Today's issue explores a contrarian approach to pain management.

A quick refresher for anyone who's new to the newsletter: 66.1 is the average health span (years lived without a serious disease) in the US. We're here to extend that.

In case you missed it:
Wednesday's issue of 66.1

In this week's issue of 66.1:

A closer look at the conversation around walking and building your health

-The importance of developing a mobility practice in your life
-The dangers of muting pain signals by taking medications
-How walking should fit into your exercise routine


Setting the scene

A couple months ago, we published a guide to help remedy your back pain.

Central to this guide is the idea of a mobility practice.

The back pain guide focused on the probable cause of your back pain and touched on how to treat it. Our goal with today’s newsletter is to take it one step further and deliver an approach you can use to identify the source of any joint pain, treat your pain without medications, and disrupt the cause of this pain so you can live pain-free.

Notably, “joint pain” does not refer to joint pain caused by arthritis or other diagnosed medical conditions.

If you’ve been diagnosed with such a condition, please speak to your doctor before you enact the advice that follows.

What follows is my take on the value of a mobility practice in helping you live pain free.


What is a mobility practice?

A mobility practice is a series of low to moderate intensity exercises that are designed to expand your range of motion and restore your body to natural postures.

It also has the added benefit of reducing pain.

When I think of mobility training, I think of dynamic and static stretching, as well as using tools like foam rollers, lacrosse balls, and Theraguns to alleviate tension and soreness.

They’re not terribly different from torture devices.

Use them wisely.


Why mobility?

2 reasons:

1. You’ve been in pain recently
CDC says roughly 59% of Americans have been in pain in the past 3 months. And the vast majority of that pain can be grouped as “musculoskeletal” (muscles and bones).

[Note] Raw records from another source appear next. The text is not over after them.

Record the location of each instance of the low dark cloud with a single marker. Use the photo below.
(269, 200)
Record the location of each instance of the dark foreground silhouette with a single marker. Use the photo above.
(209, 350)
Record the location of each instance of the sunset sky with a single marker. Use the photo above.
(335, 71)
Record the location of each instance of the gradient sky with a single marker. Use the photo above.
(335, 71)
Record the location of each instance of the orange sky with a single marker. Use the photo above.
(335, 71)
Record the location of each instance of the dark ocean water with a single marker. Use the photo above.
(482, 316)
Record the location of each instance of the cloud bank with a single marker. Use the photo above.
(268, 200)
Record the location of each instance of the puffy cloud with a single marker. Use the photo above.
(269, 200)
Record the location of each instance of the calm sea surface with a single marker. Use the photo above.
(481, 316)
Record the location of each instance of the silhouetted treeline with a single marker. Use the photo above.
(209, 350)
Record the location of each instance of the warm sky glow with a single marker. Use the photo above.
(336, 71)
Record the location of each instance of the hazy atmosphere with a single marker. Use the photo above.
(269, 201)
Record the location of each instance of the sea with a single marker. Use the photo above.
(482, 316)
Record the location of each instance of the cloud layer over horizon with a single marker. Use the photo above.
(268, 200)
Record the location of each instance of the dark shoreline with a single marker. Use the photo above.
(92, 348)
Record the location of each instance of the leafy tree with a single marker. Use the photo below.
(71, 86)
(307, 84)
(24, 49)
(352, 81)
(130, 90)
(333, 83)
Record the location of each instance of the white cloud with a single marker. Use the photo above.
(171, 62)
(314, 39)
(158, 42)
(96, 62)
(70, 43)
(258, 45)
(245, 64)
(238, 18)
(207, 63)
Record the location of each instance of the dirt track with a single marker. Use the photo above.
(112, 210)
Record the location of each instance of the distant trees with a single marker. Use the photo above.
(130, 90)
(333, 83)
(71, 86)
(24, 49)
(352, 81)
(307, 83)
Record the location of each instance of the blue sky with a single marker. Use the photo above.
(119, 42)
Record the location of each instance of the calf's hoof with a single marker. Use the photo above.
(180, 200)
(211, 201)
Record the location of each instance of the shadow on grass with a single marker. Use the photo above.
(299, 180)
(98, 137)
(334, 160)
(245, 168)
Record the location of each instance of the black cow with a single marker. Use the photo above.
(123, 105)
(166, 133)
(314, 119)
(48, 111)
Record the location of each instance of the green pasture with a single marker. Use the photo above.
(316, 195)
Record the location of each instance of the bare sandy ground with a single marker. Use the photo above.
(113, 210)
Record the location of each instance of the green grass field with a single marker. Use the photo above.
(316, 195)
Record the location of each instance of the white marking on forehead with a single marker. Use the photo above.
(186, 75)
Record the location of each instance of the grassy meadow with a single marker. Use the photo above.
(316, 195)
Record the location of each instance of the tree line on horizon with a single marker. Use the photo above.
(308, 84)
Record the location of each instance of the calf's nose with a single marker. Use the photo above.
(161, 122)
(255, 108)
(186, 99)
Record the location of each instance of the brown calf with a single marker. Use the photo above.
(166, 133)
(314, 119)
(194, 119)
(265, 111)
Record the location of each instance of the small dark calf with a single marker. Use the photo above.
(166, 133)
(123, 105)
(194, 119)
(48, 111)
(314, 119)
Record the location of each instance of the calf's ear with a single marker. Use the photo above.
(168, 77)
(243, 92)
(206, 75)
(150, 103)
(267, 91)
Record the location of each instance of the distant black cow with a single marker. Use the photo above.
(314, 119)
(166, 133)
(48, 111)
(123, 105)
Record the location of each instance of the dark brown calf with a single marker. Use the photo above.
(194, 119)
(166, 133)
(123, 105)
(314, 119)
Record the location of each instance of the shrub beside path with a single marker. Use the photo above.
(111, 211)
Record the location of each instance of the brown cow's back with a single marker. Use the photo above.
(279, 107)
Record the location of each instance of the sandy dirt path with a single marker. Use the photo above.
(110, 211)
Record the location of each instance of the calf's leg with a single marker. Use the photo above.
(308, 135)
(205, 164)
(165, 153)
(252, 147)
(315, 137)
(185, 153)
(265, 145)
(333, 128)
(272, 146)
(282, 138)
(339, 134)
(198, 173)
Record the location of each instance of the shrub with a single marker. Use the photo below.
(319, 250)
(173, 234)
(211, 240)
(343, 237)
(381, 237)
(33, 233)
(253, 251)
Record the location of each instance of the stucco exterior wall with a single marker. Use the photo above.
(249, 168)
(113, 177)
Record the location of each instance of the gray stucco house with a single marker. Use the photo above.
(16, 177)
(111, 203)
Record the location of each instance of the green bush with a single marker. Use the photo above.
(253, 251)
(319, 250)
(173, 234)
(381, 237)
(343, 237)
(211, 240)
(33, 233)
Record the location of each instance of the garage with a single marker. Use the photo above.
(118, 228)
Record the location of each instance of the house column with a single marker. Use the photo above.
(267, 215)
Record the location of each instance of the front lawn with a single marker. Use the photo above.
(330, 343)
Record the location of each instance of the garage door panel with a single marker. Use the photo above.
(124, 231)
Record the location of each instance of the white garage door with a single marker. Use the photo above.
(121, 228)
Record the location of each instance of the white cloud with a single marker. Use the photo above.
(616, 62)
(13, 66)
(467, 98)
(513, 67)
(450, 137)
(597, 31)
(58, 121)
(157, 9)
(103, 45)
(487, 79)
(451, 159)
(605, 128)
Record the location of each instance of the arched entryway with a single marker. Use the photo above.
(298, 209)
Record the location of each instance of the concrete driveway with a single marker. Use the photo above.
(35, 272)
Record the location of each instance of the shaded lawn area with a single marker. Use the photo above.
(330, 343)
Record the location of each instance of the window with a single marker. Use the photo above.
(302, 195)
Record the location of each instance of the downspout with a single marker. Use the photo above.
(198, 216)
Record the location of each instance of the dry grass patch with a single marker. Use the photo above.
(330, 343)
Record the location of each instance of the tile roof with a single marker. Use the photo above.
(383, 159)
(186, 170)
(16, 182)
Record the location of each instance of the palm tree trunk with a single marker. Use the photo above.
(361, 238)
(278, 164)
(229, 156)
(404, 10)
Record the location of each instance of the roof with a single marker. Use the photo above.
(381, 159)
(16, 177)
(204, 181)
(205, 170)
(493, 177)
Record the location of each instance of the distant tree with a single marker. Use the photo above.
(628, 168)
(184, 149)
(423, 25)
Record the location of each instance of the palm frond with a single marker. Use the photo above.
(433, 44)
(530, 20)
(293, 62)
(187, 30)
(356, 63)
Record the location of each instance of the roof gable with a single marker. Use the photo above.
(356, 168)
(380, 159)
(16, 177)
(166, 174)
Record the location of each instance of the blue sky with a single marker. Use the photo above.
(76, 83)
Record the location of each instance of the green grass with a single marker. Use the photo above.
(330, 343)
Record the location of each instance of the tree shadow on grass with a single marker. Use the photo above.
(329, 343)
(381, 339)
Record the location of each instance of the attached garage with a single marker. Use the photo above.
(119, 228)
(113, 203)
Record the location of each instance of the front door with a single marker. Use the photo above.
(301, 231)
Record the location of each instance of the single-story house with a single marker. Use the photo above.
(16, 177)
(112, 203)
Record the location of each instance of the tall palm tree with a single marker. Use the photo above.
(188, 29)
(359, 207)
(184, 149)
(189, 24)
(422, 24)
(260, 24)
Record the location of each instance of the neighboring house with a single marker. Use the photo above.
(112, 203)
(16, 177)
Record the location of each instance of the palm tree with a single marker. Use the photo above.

I’m writing this from an airplane. According to the CDC statistic, of the 5 people in addition to myself sitting in row 18, 3 of them have dealt with musculoskeletal pain in the past 3 months. With me, we’re at 4/6.

Put another way, of the 1,299 people subscribed to 66.1, 766 of you are suffering from some sort of joint pain as you read this.

2. Self-reliance = freedom

Making yet another appointment with the chiropractor or being a lifetime subscriber to a pharmaceutical is expensive. And outsourcing your pain management means you don’t have control of your body (or your life).

If, every time you take a long haul flight, your back goes out and you need a medical professional, you can kiss your dreams of international travel goodbye.

Another example: if, every time you throw the football with your son, your shoulder feels like you got hit by a bus, you’re going to spend less quality time with your son.

Such compromises to your freedom end here.


Maintenance required

I’m a firm believer that you’re able to remedy 95% of your health challenges yourself. The key is to catch them early.

Of course, if you have any questions about the advice that follows, you should talk with your doctor before diving in.

In a world that depends on computers and smartphones, it’s impossible to stay out of postures that cause pain. But I’m not giving you permission to take 1000mg of Tylenol 3x/day for the rest of your life. To live free in a healthy body, you’ve got to be able to perform self-maintenance.

As Laird Hamilton says, “Pain is a message.” If your back hurts, that’s your body telling you something’s wrong. Not broken, just a little off. It’s like the maintenance required light in your car.

You wouldn’t just turn off the maintenance required light and keep driving for another 20,000 miles, though. That would ruin your car.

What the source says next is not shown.